The Quiver Tree Forest (Kokerboom Woud in Afrikaans) is a forest and tourist attraction of southern Namibia. It is located about 14 km north-east of Keetmanshoop, on the road to Koës, on the Gariganus farm. It comprises about 250 specimens of Aloidendron dichotomum, a species that is also locally known as the quiver tree (Afrikaans: kokerboom) because San people traditionally used its branches to make quivers. The forest is spontaneous; the tallest quiver trees are two to three centuries old. The forest was declared a national monument of Namibia in 1995.

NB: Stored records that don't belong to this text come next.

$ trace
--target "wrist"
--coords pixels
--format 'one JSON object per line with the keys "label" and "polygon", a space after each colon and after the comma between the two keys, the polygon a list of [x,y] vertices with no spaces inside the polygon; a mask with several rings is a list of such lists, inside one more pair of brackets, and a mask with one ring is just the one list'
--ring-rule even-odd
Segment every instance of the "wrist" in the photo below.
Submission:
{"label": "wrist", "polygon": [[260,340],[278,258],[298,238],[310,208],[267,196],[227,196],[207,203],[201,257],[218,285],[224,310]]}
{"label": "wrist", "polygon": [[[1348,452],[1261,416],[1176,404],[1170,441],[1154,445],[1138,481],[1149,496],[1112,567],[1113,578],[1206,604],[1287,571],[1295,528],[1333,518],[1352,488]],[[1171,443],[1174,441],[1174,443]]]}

The quiver tree is also known for looking upside down because the "leaves" look somewhat similar to roots. This tree has a long history of beliefs that it will bring good luck to anybody that worships a tree and nurtures it. Since diamonds are very rich in Namibia, people say that if one of these trees is dug up, one will get diamonds in their lifetime, but since these trees are blessed nobody wants to dig them up.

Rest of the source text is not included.